Thursday, January 02, 2014
Tarab - atrata (Unfathomless)
A 34-minute excursion investigating the sound properties of vacant lots and nearby areas in North Melbourne, Australia and a typically worthwhile one from Tarab, whose work I've enjoyed since fist hearing his "surface drift" almost ten years ago. Suitably bleak, ranging from a dry, sandy beginning, rising in periodic crests of harsh mixtures of treated footsteps, oceans of insects and birds, dopplering vehicles and, it seems, an enormous supply of other sounds, whipped into vortices of noise. Dryness seems like the operative word for the first half of the work, abetted by deep, booming resonance. I'm intrigued by how hard a time I often have distinguishing between fire and water sounds on field recordings (if not informed one way or the other). I was confused once again for a few minutes here until the liquid nature became apparent (and after confirming that Tarab mentions a creek in his description). These somewhat placid sounds are soon overturned by a roar, possibly the same water cascading through a sheet metal lined, container, I've no idea. Dogs bark in the distance while up close it sounds like people pawing through garbage. It ends with dry steps.
Another strong effort form Tarab, good stuff.
James Wyness - stultifera navis (Mystery Sea)
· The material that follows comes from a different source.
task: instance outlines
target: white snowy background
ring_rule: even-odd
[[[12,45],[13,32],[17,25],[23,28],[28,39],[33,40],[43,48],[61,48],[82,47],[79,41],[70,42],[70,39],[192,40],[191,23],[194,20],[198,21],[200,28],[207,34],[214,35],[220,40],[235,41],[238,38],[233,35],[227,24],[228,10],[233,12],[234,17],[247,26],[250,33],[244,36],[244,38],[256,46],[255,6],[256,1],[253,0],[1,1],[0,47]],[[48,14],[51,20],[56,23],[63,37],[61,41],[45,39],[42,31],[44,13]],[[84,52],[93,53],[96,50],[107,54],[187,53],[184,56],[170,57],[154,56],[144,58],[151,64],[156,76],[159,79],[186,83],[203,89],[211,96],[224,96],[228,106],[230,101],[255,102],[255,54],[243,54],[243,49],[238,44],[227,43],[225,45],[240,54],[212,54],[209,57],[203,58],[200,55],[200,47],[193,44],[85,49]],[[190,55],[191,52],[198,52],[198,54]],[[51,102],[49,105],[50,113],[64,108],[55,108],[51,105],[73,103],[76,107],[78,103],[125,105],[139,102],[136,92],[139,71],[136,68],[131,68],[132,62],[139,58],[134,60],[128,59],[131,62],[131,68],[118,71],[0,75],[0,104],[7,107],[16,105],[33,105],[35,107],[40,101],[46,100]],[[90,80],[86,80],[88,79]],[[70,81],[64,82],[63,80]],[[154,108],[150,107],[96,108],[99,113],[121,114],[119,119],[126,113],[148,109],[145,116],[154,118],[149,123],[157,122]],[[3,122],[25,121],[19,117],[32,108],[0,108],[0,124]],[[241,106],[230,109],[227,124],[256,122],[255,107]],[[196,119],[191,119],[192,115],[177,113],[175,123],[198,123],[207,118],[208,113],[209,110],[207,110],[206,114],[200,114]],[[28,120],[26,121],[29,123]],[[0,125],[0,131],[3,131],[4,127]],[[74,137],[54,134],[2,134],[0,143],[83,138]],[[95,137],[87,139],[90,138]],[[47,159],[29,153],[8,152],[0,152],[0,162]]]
Wyness conjures up a more pastoral (if somewhat gothic) scene, though cloaked in mist and vapor. Technological sources are utilized but are embedded within the dark echoes and drips. (I admit to assuming the title referred to flora of some sort, not the satire known as The Ship of Fools!) It's one of those processed field recordings that's too wooly and amorphous for my taste, the billowy echoes, drips and muffled clanks combining into a kind of white noise that doesn't quite hold my interest. I kept thinking of the bejeweled grottoes painted by Moreau, attractive at first glance but not yielding more at closer inspection. There's a good deal going on here but it seems to sit still more than flow for its 26 minutes, perhaps Wyness' intention, but I wanted more movement and greater sound differentiation. Your Stygian voyage may vary.